During Ramadan too, fajr seems to offer a greater sense of intimacy with the Divine. I experience it as a time of soft focus, a pleasant blurring of the boundary between dreaming and waking, when I can be more open to insight and guidance from a higher source. The stillness of the early morning hours seems to foster a certain clarity and peacefulness in the heart that makes it easier to rest in the beauty of the One. I’m reminded that this beauty is always surrounding me and yet I often miss it through my own heedlessness and impatience.
This kind of forgetfulness worsens for me in the middle of the day, when I get caught up in the ever-proliferating demands of work and the items on my own to-do list. It’s like opening so many browser tabs that I can’t see which one is which anymore, or even remember what it was I had been searching for. It can be hard to tear myself away from things that seem both urgent and unfinished in order to pray. Yet when I do respond to the summons for dhur and asr, I always feel revitalized afterwards. It’s as though dipping into those little pools of sacred silence provide a glimpse of what it would be like to swim in the ocean of our Sustainer’s presence.

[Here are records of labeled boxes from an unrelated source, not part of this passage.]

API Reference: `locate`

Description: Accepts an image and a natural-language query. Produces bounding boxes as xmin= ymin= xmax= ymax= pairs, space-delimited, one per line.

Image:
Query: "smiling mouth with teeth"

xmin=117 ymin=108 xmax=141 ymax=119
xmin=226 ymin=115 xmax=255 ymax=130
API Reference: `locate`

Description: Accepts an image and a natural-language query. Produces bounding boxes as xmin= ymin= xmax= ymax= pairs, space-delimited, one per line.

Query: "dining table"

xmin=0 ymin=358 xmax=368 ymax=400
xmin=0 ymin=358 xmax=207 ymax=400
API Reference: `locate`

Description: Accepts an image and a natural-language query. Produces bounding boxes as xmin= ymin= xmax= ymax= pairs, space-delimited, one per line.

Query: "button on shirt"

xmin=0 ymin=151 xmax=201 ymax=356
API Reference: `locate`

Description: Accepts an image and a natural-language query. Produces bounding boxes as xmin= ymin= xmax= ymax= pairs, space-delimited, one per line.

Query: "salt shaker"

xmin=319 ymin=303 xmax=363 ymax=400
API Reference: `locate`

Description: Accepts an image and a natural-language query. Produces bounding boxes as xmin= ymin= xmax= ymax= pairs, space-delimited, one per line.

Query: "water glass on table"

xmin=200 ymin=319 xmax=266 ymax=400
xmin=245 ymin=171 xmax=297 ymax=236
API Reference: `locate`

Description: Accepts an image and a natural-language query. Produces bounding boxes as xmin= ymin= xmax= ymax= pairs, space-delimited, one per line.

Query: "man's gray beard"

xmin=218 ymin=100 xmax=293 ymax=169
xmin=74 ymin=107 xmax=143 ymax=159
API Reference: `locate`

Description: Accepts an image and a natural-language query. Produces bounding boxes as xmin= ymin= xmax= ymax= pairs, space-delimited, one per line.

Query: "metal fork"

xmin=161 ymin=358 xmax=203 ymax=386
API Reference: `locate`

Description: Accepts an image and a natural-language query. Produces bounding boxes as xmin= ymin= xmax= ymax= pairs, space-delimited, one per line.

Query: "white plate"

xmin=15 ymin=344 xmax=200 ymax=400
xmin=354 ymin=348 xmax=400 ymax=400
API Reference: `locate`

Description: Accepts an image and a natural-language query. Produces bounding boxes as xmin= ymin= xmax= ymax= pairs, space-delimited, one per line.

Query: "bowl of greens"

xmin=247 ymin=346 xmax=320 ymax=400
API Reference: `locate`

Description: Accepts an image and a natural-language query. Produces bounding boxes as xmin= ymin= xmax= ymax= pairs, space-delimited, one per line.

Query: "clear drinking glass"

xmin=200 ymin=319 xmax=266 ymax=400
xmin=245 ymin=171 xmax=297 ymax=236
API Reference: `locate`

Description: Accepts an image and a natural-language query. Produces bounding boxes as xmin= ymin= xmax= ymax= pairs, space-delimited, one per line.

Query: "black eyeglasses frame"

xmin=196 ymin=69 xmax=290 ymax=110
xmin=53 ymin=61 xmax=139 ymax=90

As the day winds to a close, I find I turn to maghrib and isha to lend my evening more structure. Should I drift into aimlessness, the two night prayers guide me back to a sense of purpose, reminding me of the importance of continuing to work toward the personal and spiritual goals I have set for myself and not just to leave daily practices to my morning meditation and prayers. I am also called to review the intention I had for the day, how I did or didn’t make good on that and what is still possible in the few hours left.
In that way, prayer always offers the most direct route back to the present moment. Whether the particular prayer is fajr at the start of the day or isha at its close, I am grateful when it points me back to the remembrance of verily, unto Hu we are returning.